Nice work and kudos for programming it by hand! Starred the project and plan to try it out soonish.
Why use this rather than Maker.js?
https://www.microsoft.com/en-us/garage/profiles/maker-js/
One obvious difference I can see at a glance is that Maker.js doesn't support 3D models, while FluidCAD does. I assume Maker.js is a lower level library aimed at interfacing directly with CNC machines, while FluidCAD is focused on 3D design.
Maker.js is supposed to also support openjscad (or whatever they're call it these days, the JavaScript enabled version of OpenSCAD).
Really interesting! Is there a list of all supported CAD operations? Can I “revolve” 2D sketches? Can I make assemblies?
This looks great. I just started trying to generate some models using golang and the ecosystem doesn't seem great. Will check this out, might work out better.
I've been working on this exact idea! But it's late, will remember to come back and check this out to compare notes.
This looks awesome.
What geometry kernel is it using?
Which operations are supported? (Booleans? ...)
Where's the API link?
...finally, was this vibe-coded?
Inquiring minds want to know!
I was also curious, looks like open cascade, and a pretty good range of operations supported (see https://github.com/Fluid-CAD/FluidCAD/tree/main/lib/oc). Super cool!

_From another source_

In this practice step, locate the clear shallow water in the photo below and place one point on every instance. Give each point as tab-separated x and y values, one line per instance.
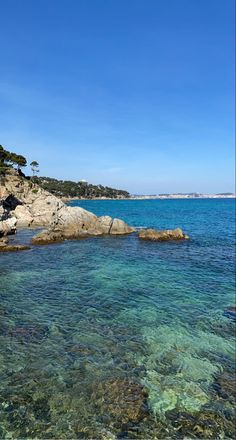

Based on opencascade wasm. Features in the docs. Api coming soon. No it was not, I started this before I even started using coding agents. It took many iterations and rewrites before settling on the current shape. After building the core features I started using claude to add more features, improve test coverage and generte docs.
Thanks!
> Features in the docs
The Docs section of the website has "Installation", "Editor setup", and "Your First Model".
Not a list of operations/features.
The front page lists some (extrusion, fillets), but not all.
Is the entirety of OpenCASCADE exposed to the user via the JS API, or are you only supporting a curated subset?
You are welcome.
There is a guide section and one tutorial: https://fluidcad.io/docs/guides/
This week will be all for documentation.
It is only a subset of features focused on solid modeling. Surface modeling will come in future versions
> ...finally, was this vibe-coded?
Reminds me the days when I created a Windows app for accounting and someone asked did you code it in C++ Builder? As if writing form scaffolding by hand was sign of a skilled developer.
What I am trying to say - who cares? Most software create by one person is vibe coded, just with the AI, you don't have to spend ages typing actual code that you would have eventually typed anyway.